That has nothing to do with where the vulnerability lies (in firmware), or how the base management engine functions, which is what I was talking about. I was speaking generically and not catering to this one vulnerability.
I was referring to this vulnerability. RTB, we've been over this before. There are no attacks that can render system control through the IME hardware without a software layer component. Such vulnerabilities reside exclusively within Windows as driver sets for other OS platforms either do not exist or are specifically engineered to prevent unauthorized access through the IME hardware. Additionally, such vulnerabilities can only be access by/through Intel network devices hardwired to the chipset. Network chipsets from other vendors are not vulnerable. Network devices not hardwired to the board are also not vulnerable.

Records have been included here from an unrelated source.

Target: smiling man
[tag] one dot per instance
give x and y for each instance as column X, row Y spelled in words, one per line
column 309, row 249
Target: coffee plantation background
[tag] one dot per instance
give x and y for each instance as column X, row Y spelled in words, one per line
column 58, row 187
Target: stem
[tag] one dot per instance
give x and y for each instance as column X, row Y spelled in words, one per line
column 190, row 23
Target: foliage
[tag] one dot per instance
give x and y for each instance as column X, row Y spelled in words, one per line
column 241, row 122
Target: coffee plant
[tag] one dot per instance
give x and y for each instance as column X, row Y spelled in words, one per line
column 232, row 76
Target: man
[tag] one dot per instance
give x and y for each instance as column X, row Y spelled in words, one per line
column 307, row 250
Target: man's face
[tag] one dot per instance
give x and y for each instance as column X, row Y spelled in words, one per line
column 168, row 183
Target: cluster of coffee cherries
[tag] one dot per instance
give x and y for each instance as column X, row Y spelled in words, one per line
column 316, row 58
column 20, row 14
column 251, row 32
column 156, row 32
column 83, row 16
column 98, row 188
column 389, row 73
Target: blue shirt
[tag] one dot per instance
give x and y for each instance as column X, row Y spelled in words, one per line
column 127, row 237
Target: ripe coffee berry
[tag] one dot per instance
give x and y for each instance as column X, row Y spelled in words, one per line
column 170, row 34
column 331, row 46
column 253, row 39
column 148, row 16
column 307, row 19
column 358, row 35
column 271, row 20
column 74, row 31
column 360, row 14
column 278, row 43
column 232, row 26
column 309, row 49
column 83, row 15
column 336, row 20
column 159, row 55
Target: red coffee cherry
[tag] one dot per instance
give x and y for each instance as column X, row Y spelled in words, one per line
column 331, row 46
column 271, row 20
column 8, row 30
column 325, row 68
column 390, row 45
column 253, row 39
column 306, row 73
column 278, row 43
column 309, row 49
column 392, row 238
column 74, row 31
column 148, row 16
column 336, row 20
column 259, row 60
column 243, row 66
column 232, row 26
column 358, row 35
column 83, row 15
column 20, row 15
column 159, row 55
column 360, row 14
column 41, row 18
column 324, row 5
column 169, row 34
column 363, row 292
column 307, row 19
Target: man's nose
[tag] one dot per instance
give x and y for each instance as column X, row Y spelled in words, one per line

All of the vulnerabilities associated with the IME require that each component of the CSME subsystem platform be both present and functional. If any one component is not present(disabled or not installed), not configured property or is restricted by system policies the vulnerabilities can not be exploited.
If you do not install the hardware drivers in Windows, the vulnerabilities are null.
If you disable the hardware in the Windows device manager, the vulnerabilities are null.
If you do not install the Advanced Management software in Windows, the vulnerabilities are null.
If you do not properly configure or provision the AME, the vulnerabilities are null.
If you do not use the provided(built-on) Intel network connection for network/internet access, the vulnerabilities are null.
The reason Intel lists these vulnerabilities has "High Risk" is because a lot business' and companies do use the IME as intended and properly configured. For us end users, the problem isn't as important because most of us don't use/need the IME. Disabling it in the Device manager, not installing the drivers/software effectively guarantees safely for any attack against the IME.